PHASE-715【王様より偉いんだな】

「トール。この美女は?」

 俺がリンを紹介しようとすれば、俺の横に侯爵が立つ。

 自分が説明したいんだろうね。


「王よ。この方は彼の大賢者であらせられるリン・クライツレン殿です」


「ん? 冗談では――ないのだな」


「は!」


「なんと!」

 驚嘆の王様が次に見せた動きは早かった。

 更には王都にて王様を支え続けていたバリタン伯爵やナブル将軍。貴族の面々が一斉に王様の後ろに立てば、王様と同じ姿になる。

 この大陸にて人の世界の頂点に立つ王様の現在の姿勢は――片膝をついて恭しくリンの前で頭を下げている姿。

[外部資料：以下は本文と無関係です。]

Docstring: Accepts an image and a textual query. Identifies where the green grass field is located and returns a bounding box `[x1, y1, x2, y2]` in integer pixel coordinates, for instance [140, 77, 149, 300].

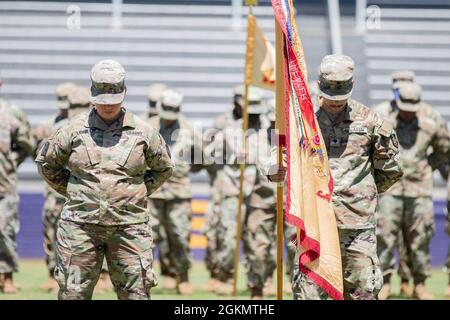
[0, 260, 448, 300]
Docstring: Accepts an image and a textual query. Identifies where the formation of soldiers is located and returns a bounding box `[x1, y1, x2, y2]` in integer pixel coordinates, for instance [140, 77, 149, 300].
[0, 55, 450, 300]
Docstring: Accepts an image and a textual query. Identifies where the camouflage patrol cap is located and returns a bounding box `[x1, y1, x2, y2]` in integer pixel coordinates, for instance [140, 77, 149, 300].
[397, 82, 422, 112]
[55, 82, 77, 109]
[319, 54, 355, 101]
[267, 99, 277, 122]
[67, 86, 91, 108]
[233, 84, 245, 99]
[158, 89, 183, 120]
[391, 70, 416, 89]
[91, 60, 125, 104]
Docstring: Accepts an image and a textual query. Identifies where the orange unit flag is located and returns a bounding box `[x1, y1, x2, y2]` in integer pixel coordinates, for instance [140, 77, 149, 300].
[272, 0, 343, 300]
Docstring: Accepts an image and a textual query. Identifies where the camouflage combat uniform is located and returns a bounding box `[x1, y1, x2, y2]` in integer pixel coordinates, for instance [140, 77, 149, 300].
[139, 83, 176, 277]
[377, 84, 450, 284]
[149, 89, 201, 290]
[293, 55, 402, 300]
[202, 85, 243, 279]
[242, 121, 277, 295]
[0, 100, 33, 274]
[36, 60, 173, 299]
[0, 99, 33, 274]
[32, 82, 76, 277]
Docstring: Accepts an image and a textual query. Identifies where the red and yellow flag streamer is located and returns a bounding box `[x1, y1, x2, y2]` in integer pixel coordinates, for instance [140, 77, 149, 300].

 突如として現れた美女に対し、王様と忠臣たちがとる行動に、外様である貴族と豪族の面々も慌てながら同様の姿勢となった。


「何なんだ?」

 俺は疑問符だし、


「やめてよね」

 と、リンは嫌がっている。


「この国の建国者のお一人にして、今より二百五十年前には、驕り高ぶった人間と亜人達との戦いを止めてくださった大英雄」

 亜人との戦いを止めたってのは聞いたけども、この国の建国者の一人ってのは初耳だな。

 現王朝のご先祖様たちと一緒になって、前王朝の圧政から人々を解放したのが五百年ほど前の出来事だそうだ。


「まだ私が人間だった時ね。懐かしい」


「我らにとっては風化することのない救国の英雄譚。リン様は我らにとって高祖が如き存在」


「私はただ手伝っただけだから」

 リンって凄い人なんだな。今は人じゃなくアンデッドだけど。

 恭しくされるのは嫌だと、跪く王様たちから距離をとる。

 こういう事になるからここに来るのが嫌だったのかな?

 それにしても、王都に来たことがあるどうこうじゃなく、建国者の一人だったわけか。


「追い込まれていた。崩壊一歩手前だった。という割には見事に復興しているようね」


「お褒めの言葉、この体に喜びとして染みいります」


「何よ染みいるって……。もういいから立ってくれないかしら」


「ご下命のままに」


「いや……貴男はこの国の王でしょう……」


「建国の英雄の前ではただの男でございます」


「堅苦しい男ね……」

 なんて返すけども、褒められたり、畏まられるとリンはあたふたするよね。

 こういったことに対する耐性はないよな。

 普段は上から目線だけど、ウブさの残るアンデッドである。


「トール」


「はいはい」

 この状況から逃げ出したいからか、俺へと急ぎ足で寄ってくれば、


「現状、この王都はかなりの復興が進んでいるけど、人手不足も否めないわよ」

 これから北の連中が、もしかしたらここまで来る可能性もあるからな。


「木壁と城壁の修復と強化に参加させてもらえると嬉しいね」


「いいわよ」

 でも警邏はともかくとして、作業となるとフルプレートってわけにはいかないからな。


「顔には頭巾でもかぶせとくわよ」


「ありがとう」

 俺の思っていたことをしっかりとくみ取ってくれた。


「なんと素晴らしき光景か! 高祖の時代の英雄と、現代の英雄が我らと共に歩んでくれる。これほど喜ばしいことはない」

 跪いていた王様が矢庭に立ち上がり、丸太のような腕を高らかに掲げれば、歓声の輪唱がそれに続いた。